Roughly Drafted has a pretty good article on the history of Mac OSX at

Some of the responses questioned whether there will be a Cocoa for Windows.

While Roughly Drafted’s article is a good overview of what happened with Mac OSX and its API, it missed some important information about NeXT.

Back in the days of NeXT, when Steve Jobs failed to push the hardware in the market, NeXT developed a different flavor of NeXTSTEP OS, called OpenStep. It runs on top of Windows and Sun. Essentially, it was a framework on top of the native API of each OS.

Cocoa is really based on OpenStep instead of NeXTSTEP. That’s why we have two layers – the Carbon, and Cocoa on top.

So, the question on whether Cocoa CAN be ported to Windows is a definite YES. It was done 15 years ago. It can still be done now.

However, it is very unlikely to make Cocoa to work with .NET. First, they use two totally different languages. Cocoa uses Objective C. .NET uses C#. That makes it very difficult to use one framework in another one.

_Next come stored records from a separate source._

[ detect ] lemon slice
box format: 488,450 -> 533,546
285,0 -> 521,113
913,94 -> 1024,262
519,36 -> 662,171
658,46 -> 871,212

When API is standard C procedure calls, vendors and developers can use any language and create a variety of tools and framworks. With System 7, we had MacApp, THINK, and PowerPlant, three major C++ frameworks. We had a couple of Basic compilers, whose name I cannot recall at this moment.  Apple also briefly tried a language called Dylan (short for Dynamic Language). Metrowerks also had a super fast Pascal compiler, which works with PowerPlant.

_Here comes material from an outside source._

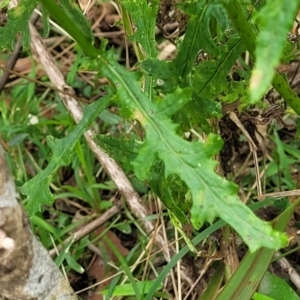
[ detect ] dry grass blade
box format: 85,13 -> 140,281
4,1 -> 197,286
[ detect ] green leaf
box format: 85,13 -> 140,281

Today, most of those tools and frameworks are retired. There is still Qt, a cross-platform C++ framework. It is built on top of Carbon, and missing a lot of platform specific features.

As Apple pushes toward Cocoa, and Microsoft pushes toward .NET, it has been very difficult for development tools companies. The classic example on Mac is Metrowerks. The classic example on Windows is Borland(Codegear). Both of them have to change their business model and abandom the mainstream tools market. Both of them had great tools on top of the native C API of each OS, but unable to move forward when the OS become object-oriented.

I have mixed feelings about Cocoa and .NET. They are great frameworks. However, it is almost impossible to write cross-platform code with them. Yes, you can write Objective-C and make it fairly cross-platform on Mac OSX and iPhone, and you can write C# and make it fairly cross-platform on Windows and Windows Mobile. However, there is a big gap between Mac OSX and Windows.

Cocoa can be built on top of WinAPI, but cannot be built on top of .NET. That limits the potential use of Cocoa on Windows.

And why would Apple do that anyway? No cross-platform tool ever succeeded in large scale. Even Apple’s own effort failed – in 1995 (around that time), Apple partnered with Symantec (the owner of THINK C at that time) to develop a cross-platform framework called Bedrock.

So, I doubt we will see Cocoa for other platforms except in Apple’s labs.